楽天の新人選手6人が10日、仙台市の泉犬鷲寮に入寮した。2位指名の中川大志内野手(18=桜丘)は、実兄と同じ名前の田中将大投手(20)に、弟子入りを志願。家族との思い出の品を手に、早くも本家「マー君」に親近感を抱いた。既婚のため入寮しない3位指名の井坂亮平投手(24=住友金属鹿島)含む7人は、緊張と期待を胸に12日からの新人合同自主トレで汗を流す。
部屋に入った中川は、その大きな体をベッドに落ち着かせた。「住みやすそうですね。これからが楽しみです」。生まれて初めて故郷・愛知を離れる。遠い仙台の地でプロ生活がいよいよ始まるが、中川にとって、特別な思いで頼りにしたい存在がいる。今季3年目を迎える「マー君」こと、田中だ。

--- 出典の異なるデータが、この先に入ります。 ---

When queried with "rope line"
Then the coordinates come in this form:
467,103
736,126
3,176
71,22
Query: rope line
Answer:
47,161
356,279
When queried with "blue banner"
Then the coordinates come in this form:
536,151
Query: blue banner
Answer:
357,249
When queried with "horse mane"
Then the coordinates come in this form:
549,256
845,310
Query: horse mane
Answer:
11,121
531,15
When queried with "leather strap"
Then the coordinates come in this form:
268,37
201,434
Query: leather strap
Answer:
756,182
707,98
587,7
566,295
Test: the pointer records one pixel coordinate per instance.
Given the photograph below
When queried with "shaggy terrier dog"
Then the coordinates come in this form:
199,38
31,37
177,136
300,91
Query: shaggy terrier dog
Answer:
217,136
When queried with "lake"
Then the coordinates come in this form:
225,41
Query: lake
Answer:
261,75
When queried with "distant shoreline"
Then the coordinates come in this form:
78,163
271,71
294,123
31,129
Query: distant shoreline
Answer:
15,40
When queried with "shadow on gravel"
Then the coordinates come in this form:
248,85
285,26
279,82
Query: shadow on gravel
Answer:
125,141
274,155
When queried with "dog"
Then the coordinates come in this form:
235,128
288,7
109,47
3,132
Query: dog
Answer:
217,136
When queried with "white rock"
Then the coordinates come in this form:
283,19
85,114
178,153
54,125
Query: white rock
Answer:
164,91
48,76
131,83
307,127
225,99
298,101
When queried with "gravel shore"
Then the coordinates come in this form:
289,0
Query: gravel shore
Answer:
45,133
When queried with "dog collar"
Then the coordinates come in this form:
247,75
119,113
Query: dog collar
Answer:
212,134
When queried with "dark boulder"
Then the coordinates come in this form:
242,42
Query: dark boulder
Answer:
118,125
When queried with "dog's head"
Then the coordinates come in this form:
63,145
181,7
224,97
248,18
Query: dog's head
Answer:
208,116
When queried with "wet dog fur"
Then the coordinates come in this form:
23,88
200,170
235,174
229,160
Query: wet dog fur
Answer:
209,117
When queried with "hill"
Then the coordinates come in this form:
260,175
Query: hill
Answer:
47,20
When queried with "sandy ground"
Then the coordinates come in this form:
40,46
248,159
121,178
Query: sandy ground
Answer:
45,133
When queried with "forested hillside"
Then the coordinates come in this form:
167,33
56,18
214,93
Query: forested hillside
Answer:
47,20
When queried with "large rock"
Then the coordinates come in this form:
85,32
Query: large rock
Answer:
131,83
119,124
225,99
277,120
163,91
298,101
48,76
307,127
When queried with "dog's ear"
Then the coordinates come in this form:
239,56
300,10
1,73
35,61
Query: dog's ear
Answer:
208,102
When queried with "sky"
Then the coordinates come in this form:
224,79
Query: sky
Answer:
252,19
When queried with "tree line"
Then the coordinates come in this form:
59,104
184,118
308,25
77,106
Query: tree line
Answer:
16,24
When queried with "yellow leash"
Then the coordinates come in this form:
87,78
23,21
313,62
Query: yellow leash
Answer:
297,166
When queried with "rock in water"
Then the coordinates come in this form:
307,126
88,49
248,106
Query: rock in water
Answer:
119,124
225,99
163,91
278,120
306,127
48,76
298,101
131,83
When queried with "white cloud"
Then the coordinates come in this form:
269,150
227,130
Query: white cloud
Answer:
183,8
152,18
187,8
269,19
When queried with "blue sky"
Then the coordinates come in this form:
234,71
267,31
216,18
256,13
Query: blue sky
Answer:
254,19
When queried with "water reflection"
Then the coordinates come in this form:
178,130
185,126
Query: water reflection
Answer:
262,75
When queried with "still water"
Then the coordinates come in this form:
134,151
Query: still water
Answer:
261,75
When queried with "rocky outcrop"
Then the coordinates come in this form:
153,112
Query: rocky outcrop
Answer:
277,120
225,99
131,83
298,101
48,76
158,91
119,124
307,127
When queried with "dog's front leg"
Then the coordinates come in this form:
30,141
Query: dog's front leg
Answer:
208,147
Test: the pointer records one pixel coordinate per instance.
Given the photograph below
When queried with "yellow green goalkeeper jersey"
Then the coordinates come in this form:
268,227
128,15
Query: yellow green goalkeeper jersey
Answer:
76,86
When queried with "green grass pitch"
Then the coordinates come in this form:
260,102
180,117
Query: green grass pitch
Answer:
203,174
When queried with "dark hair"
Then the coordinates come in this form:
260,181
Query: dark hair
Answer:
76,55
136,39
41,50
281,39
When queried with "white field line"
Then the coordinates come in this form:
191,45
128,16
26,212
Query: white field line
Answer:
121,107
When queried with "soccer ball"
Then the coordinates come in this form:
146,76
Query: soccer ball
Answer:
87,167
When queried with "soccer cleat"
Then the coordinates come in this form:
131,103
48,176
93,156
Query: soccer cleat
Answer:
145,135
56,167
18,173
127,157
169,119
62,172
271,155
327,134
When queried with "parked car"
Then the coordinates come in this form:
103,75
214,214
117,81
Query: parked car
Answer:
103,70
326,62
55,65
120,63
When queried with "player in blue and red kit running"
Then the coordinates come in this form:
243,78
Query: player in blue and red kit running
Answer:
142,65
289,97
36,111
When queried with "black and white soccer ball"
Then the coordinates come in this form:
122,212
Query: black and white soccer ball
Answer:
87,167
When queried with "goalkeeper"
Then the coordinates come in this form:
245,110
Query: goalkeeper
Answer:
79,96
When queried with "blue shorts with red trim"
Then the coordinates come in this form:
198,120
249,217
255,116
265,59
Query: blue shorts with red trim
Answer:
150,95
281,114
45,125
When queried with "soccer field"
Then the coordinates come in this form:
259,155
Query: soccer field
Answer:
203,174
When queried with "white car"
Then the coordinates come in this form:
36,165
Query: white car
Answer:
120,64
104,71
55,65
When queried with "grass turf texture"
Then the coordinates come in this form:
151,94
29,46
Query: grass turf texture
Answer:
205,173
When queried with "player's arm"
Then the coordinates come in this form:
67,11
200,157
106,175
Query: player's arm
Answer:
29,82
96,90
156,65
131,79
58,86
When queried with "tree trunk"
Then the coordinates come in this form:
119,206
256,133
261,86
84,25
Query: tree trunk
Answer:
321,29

実は中川の2歳年上の兄の名前が「将大」。読みも「まさひろ」で、中川も幼いころは「マー君」と呼び高校時代はチームメートとして、ともに甲子園を目指した。現在、東海学園大2年の兄と同じ名前の田中との、同じ屋根の下での暮らしが始まるだけに、胸をわくわくさせて話した。
中川
田中さんは目の上の存在で、周りからもうらやましがられた。何を話したらいいか分からないけど、積極的に会話したい。

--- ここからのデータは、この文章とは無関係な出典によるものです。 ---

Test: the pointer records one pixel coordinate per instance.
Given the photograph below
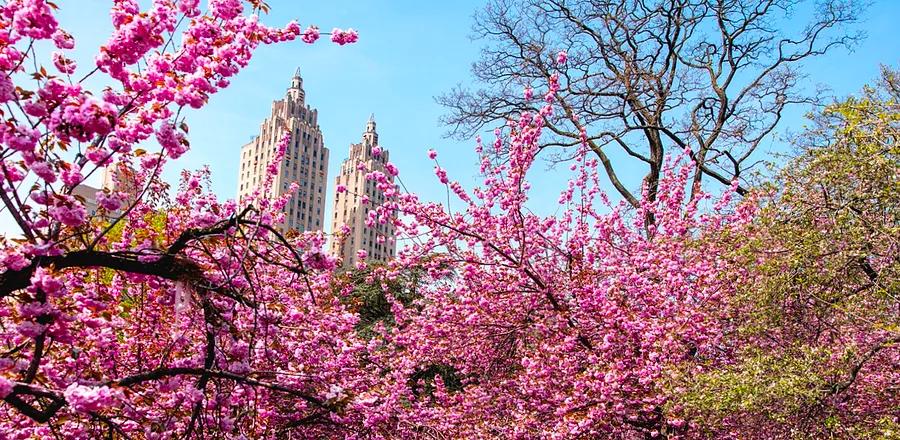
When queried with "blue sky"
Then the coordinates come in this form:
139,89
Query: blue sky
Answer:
408,52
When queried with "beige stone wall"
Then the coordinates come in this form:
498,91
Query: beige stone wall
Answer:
305,162
350,209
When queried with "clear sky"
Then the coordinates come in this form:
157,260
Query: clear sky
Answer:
408,52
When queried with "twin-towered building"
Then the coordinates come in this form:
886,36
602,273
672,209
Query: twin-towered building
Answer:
351,207
306,163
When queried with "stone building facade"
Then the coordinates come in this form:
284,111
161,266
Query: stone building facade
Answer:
305,162
351,207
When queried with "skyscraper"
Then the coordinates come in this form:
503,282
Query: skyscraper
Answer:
352,206
305,162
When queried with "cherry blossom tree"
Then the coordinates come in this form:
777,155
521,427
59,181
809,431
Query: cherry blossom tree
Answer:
184,316
153,317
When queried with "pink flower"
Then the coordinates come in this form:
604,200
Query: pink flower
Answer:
317,260
442,175
68,211
190,8
71,176
171,140
6,387
7,88
310,35
30,329
15,261
88,399
63,40
42,280
63,64
391,169
109,201
344,37
226,9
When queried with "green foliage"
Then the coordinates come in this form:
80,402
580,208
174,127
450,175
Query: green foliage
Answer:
369,296
777,385
825,262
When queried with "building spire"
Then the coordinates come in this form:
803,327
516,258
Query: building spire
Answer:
297,81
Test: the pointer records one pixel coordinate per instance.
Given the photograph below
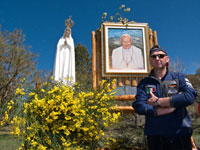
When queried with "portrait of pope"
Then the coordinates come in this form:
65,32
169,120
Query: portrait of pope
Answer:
126,49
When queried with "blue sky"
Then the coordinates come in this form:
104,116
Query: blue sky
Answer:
177,24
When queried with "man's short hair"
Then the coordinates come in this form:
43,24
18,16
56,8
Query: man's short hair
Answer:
156,48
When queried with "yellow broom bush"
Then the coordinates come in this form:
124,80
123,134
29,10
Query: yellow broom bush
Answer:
58,116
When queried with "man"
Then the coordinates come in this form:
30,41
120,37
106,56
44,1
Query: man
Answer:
163,97
64,65
127,56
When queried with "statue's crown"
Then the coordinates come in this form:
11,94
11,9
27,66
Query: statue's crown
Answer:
69,22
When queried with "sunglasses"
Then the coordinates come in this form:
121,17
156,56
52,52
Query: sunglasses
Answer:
159,56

高校2年からはエース兼4番としてチームを引っ張った。1年まで同校監督を務めた父明智さん(48)は野村監督の指導法を参考にしていた影響で、中川も田中の投球フォームを参考にしたこともあった。プロでは野手として挑戦するが、高卒1年目から活躍している偉大な先輩から言葉をもらえれば、これ以上、心強いものはない。

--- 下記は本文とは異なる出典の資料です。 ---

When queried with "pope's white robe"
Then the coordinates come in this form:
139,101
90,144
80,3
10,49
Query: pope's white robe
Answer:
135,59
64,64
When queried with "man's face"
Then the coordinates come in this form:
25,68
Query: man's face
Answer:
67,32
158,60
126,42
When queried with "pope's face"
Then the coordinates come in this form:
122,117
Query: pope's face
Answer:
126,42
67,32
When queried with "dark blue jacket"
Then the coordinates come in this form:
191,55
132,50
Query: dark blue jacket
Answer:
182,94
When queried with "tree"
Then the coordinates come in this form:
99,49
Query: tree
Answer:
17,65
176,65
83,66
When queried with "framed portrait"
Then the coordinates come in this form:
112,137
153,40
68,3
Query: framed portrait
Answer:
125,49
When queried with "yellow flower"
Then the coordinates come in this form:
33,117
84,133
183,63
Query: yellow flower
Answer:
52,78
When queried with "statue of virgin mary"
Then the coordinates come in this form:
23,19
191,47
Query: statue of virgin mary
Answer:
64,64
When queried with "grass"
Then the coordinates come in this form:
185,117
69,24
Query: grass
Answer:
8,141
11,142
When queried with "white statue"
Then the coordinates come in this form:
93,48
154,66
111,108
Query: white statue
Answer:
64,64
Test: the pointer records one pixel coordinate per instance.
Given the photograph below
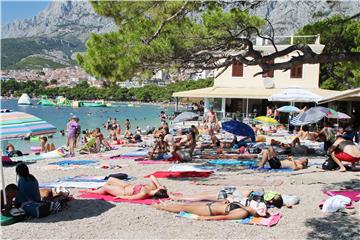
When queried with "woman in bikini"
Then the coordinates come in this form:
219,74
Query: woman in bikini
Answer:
219,210
125,190
344,150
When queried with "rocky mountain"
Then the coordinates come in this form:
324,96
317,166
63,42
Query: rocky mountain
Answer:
61,19
61,29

この日は、兄とともに戦った高校時代のアルバムや、家族全員で撮った写真も持参して入寮した。「いろいろ不安なこともあるけど、何事にも積極的に挑戦してきたい」。“新たな兄”の背中を追い掛ける日々が始まった。【由本裕貴】
◆中川大志(なかがわ・たいし)1990年(平2)6月8日、愛知県豊橋市生まれ。福岡小1からボーイズリーグ「新城ベアーズ」で野球を始める。桜丘中では硬式野球部「桜丘中学ボーイズ」に所属。高校では1年春からベンチ入り。家族は両親と姉、兄。185センチ、89キロ。右投げ右打ち。血液型A。